I'd just follow the official guide: https://www.home-assistant.io/installation/windows/#hypervisor-specific-configuration. Select Vmware Workstation from the tabs
 
Could actually work out well this way, Its easy to tempt access this machine with the windows remote service, even using the app on my phone.
It has a few tweaks such as auto user login so it goes straight to the desktop when it boots up. Plex runs in the background.
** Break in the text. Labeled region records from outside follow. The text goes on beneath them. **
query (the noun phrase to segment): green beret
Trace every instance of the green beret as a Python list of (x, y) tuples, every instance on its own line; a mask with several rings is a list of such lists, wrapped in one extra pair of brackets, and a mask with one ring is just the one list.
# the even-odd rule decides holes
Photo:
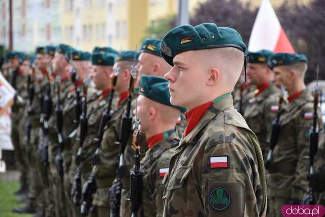
[(55, 54), (55, 50), (56, 50), (56, 47), (47, 46), (45, 47), (45, 54), (54, 56)]
[(93, 65), (113, 65), (116, 57), (114, 54), (109, 53), (93, 53), (91, 54), (91, 63)]
[(70, 50), (66, 53), (66, 58), (69, 61), (71, 58), (75, 61), (89, 61), (90, 59), (90, 53), (77, 50)]
[(267, 63), (272, 54), (273, 52), (267, 50), (261, 50), (256, 52), (248, 51), (246, 53), (249, 57), (248, 62), (250, 63)]
[(118, 51), (109, 47), (95, 47), (92, 50), (92, 53), (112, 53), (118, 54)]
[(271, 68), (283, 65), (292, 65), (299, 62), (308, 62), (307, 57), (304, 54), (288, 53), (276, 53), (272, 55), (268, 61)]
[(186, 109), (172, 105), (168, 90), (168, 81), (156, 76), (142, 75), (139, 86), (139, 94), (156, 102), (176, 108), (184, 113)]
[(65, 45), (64, 44), (60, 44), (56, 48), (56, 52), (66, 55), (69, 50), (74, 50), (74, 48), (70, 45)]
[(138, 61), (138, 58), (140, 55), (140, 51), (123, 51), (120, 52), (115, 58), (114, 62), (118, 61), (133, 61), (136, 58), (136, 62)]
[(140, 51), (161, 56), (160, 51), (161, 45), (161, 40), (160, 39), (147, 38), (142, 42)]
[(44, 47), (38, 47), (35, 49), (35, 54), (45, 54), (45, 48)]
[(246, 48), (236, 30), (218, 27), (214, 23), (203, 23), (194, 27), (183, 25), (172, 29), (162, 38), (160, 49), (162, 57), (173, 66), (173, 59), (180, 53), (227, 47), (238, 48), (243, 52)]

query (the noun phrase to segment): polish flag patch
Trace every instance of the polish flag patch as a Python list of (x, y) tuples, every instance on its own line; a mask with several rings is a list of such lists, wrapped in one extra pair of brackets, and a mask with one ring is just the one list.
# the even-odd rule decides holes
[(271, 106), (272, 112), (278, 112), (279, 111), (279, 105), (272, 105)]
[(211, 157), (210, 168), (228, 168), (228, 156)]
[(159, 176), (160, 177), (164, 177), (167, 173), (168, 172), (169, 168), (161, 168), (159, 169)]
[(314, 114), (312, 112), (306, 112), (304, 114), (304, 118), (305, 120), (312, 119), (314, 117)]
[(176, 124), (181, 124), (181, 123), (182, 123), (182, 119), (181, 118), (181, 117), (179, 116), (178, 117), (178, 119), (177, 119), (177, 123), (176, 123)]

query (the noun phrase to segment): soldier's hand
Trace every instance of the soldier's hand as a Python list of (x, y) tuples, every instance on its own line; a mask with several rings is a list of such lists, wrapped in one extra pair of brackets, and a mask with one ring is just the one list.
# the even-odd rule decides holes
[(81, 177), (80, 173), (78, 172), (74, 177), (71, 193), (73, 203), (76, 206), (80, 205), (81, 193)]
[(122, 183), (118, 180), (113, 183), (112, 187), (110, 188), (109, 197), (111, 210), (119, 211), (119, 205), (121, 203), (121, 191), (122, 190)]

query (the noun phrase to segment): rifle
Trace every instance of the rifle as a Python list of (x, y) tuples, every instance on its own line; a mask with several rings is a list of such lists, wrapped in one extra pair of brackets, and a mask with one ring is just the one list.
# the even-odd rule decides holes
[[(118, 158), (118, 167), (117, 168), (117, 178), (116, 183), (113, 184), (113, 186), (118, 186), (116, 188), (116, 192), (115, 194), (117, 196), (121, 195), (122, 190), (122, 179), (124, 177), (125, 170), (126, 168), (125, 162), (124, 158), (124, 151), (126, 147), (126, 143), (128, 137), (131, 134), (132, 126), (132, 114), (131, 113), (131, 101), (132, 101), (132, 95), (133, 93), (133, 89), (134, 87), (134, 83), (137, 77), (137, 72), (136, 70), (136, 56), (135, 54), (134, 59), (133, 60), (133, 64), (131, 66), (131, 70), (130, 76), (130, 82), (128, 86), (128, 96), (127, 97), (127, 104), (126, 109), (122, 115), (122, 123), (120, 128), (119, 136), (118, 140), (115, 141), (115, 144), (119, 147), (119, 154)], [(111, 191), (110, 189), (110, 192)], [(113, 186), (112, 187), (112, 191)], [(112, 201), (110, 199), (110, 203), (112, 203), (114, 204), (114, 207), (111, 207), (111, 217), (119, 216), (119, 207), (120, 206), (120, 200), (116, 200), (117, 201)]]
[[(136, 107), (136, 116), (137, 116), (137, 107)], [(132, 149), (134, 151), (135, 165), (130, 170), (130, 197), (126, 200), (131, 201), (131, 217), (137, 217), (142, 202), (142, 177), (143, 173), (140, 170), (140, 146), (139, 144), (141, 134), (140, 121), (136, 117)]]
[(27, 113), (28, 120), (25, 126), (25, 140), (27, 143), (30, 141), (30, 131), (31, 131), (31, 116), (33, 115), (32, 107), (31, 106), (35, 94), (35, 87), (34, 83), (34, 79), (35, 74), (35, 65), (31, 65), (32, 74), (28, 75), (27, 77), (27, 86), (28, 92), (28, 105)]
[(100, 153), (102, 152), (101, 143), (102, 142), (102, 140), (103, 140), (104, 128), (112, 118), (112, 115), (113, 114), (113, 111), (112, 111), (112, 102), (113, 101), (115, 85), (116, 85), (116, 81), (117, 80), (117, 75), (116, 75), (116, 73), (115, 72), (114, 72), (114, 77), (112, 80), (112, 91), (110, 93), (110, 98), (108, 102), (108, 105), (102, 114), (101, 122), (100, 123), (100, 128), (98, 129), (97, 137), (96, 138), (94, 138), (93, 139), (95, 142), (97, 143), (97, 149), (96, 149), (96, 151), (95, 152), (92, 158), (92, 164), (94, 165), (96, 165), (98, 164), (98, 163), (99, 163), (99, 155)]
[(48, 141), (49, 141), (49, 120), (52, 114), (52, 98), (51, 98), (51, 79), (50, 74), (51, 68), (49, 68), (48, 73), (48, 84), (47, 90), (43, 98), (42, 114), (41, 116), (41, 122), (43, 122), (43, 133), (44, 140), (40, 144), (39, 147), (39, 154), (40, 155), (43, 164), (47, 166), (48, 165)]
[(82, 110), (81, 115), (79, 120), (80, 127), (80, 133), (79, 138), (79, 148), (76, 158), (76, 164), (77, 165), (77, 172), (74, 177), (73, 184), (71, 189), (71, 196), (73, 203), (76, 206), (79, 206), (81, 202), (82, 186), (81, 174), (80, 173), (80, 161), (82, 145), (88, 130), (88, 119), (87, 117), (87, 92), (88, 91), (87, 79), (84, 81), (83, 96), (81, 99)]
[(276, 143), (278, 143), (279, 141), (279, 135), (280, 134), (280, 129), (281, 128), (280, 118), (282, 114), (281, 107), (284, 97), (285, 90), (284, 87), (282, 86), (281, 88), (281, 93), (280, 94), (280, 97), (279, 97), (279, 101), (278, 102), (279, 110), (278, 110), (275, 121), (274, 121), (272, 124), (272, 131), (271, 135), (271, 140), (270, 141), (270, 150), (268, 152), (268, 155), (266, 158), (266, 160), (265, 161), (265, 168), (267, 170), (270, 168), (270, 164), (273, 160), (273, 150), (275, 148)]
[(75, 85), (75, 95), (76, 97), (76, 100), (74, 102), (74, 115), (75, 118), (73, 121), (74, 123), (76, 124), (76, 126), (79, 125), (80, 115), (81, 115), (81, 100), (80, 100), (80, 91), (77, 85), (77, 81), (78, 80), (78, 76), (77, 75), (77, 70), (76, 68), (72, 63), (72, 52), (70, 53), (70, 60), (69, 61), (69, 64), (72, 66), (72, 69), (70, 71), (70, 75), (71, 77), (71, 81)]
[(317, 82), (316, 87), (314, 91), (314, 114), (313, 117), (313, 126), (311, 129), (310, 137), (309, 138), (309, 170), (307, 179), (309, 182), (308, 193), (304, 199), (304, 204), (311, 205), (316, 204), (316, 199), (315, 198), (313, 186), (315, 186), (315, 168), (314, 167), (314, 160), (315, 155), (317, 153), (318, 147), (318, 134), (319, 130), (317, 125), (317, 110), (319, 102), (319, 97), (321, 91), (320, 88), (318, 86), (318, 74), (319, 72), (319, 65), (317, 67)]
[(63, 137), (62, 135), (62, 127), (63, 126), (63, 113), (62, 105), (61, 104), (61, 99), (60, 98), (60, 77), (56, 77), (57, 104), (55, 106), (55, 114), (56, 115), (56, 129), (57, 130), (57, 138), (59, 142), (58, 152), (55, 156), (55, 162), (56, 169), (57, 170), (59, 176), (63, 180), (63, 158), (62, 157), (62, 152), (63, 152)]

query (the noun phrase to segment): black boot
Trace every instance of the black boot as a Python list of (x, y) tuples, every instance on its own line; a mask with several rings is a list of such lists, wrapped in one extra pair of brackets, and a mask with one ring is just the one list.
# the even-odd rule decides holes
[(26, 196), (23, 196), (22, 197), (17, 198), (16, 201), (17, 203), (26, 203), (28, 202), (28, 198)]
[(36, 209), (32, 203), (29, 201), (25, 206), (16, 208), (13, 209), (12, 211), (17, 213), (35, 213), (36, 212)]
[(23, 196), (26, 195), (28, 192), (28, 186), (26, 183), (25, 183), (20, 189), (15, 192), (14, 194), (17, 196)]

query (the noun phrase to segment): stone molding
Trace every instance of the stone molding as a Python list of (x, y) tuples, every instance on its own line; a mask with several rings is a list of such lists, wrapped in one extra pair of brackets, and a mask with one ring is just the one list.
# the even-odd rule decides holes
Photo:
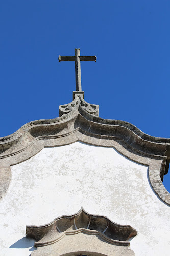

I'll definitely have a play tonight on my other machine get home assistant running and the network stuff.
Then I'll try it on the Plex server.

How much resources should I allocate it?
It's a Core 5 120U (2 perf, 8 efficient )and has 32gb RAM and a 1TB m.2.
 
That's great to hear :)
You can set basic startup scripts that run when the computer auto logs in which will start the VM if you ever restart the computer to save you having to manually start them with something like:
Code:
"C:\Program Files (x86)\VMware\VMware Workstation\vmrun.exe" start "C:\VM\HA.vmx"
in a simple bat file. Just place the file in C:\Users\<username>\AppData\Roaming\Microsoft\Windows\Start Menu\Programs\Startup

My VM is using almost nothing; 4GB RAM, 2x processors, 32GB storage. I'm running a HP EliteDesk 800G4 Mini with an i5-8500T. I think HA say you can run 2-4GB for general use and maybe 4-8GB for heavy HA use or lots of add-ons etc.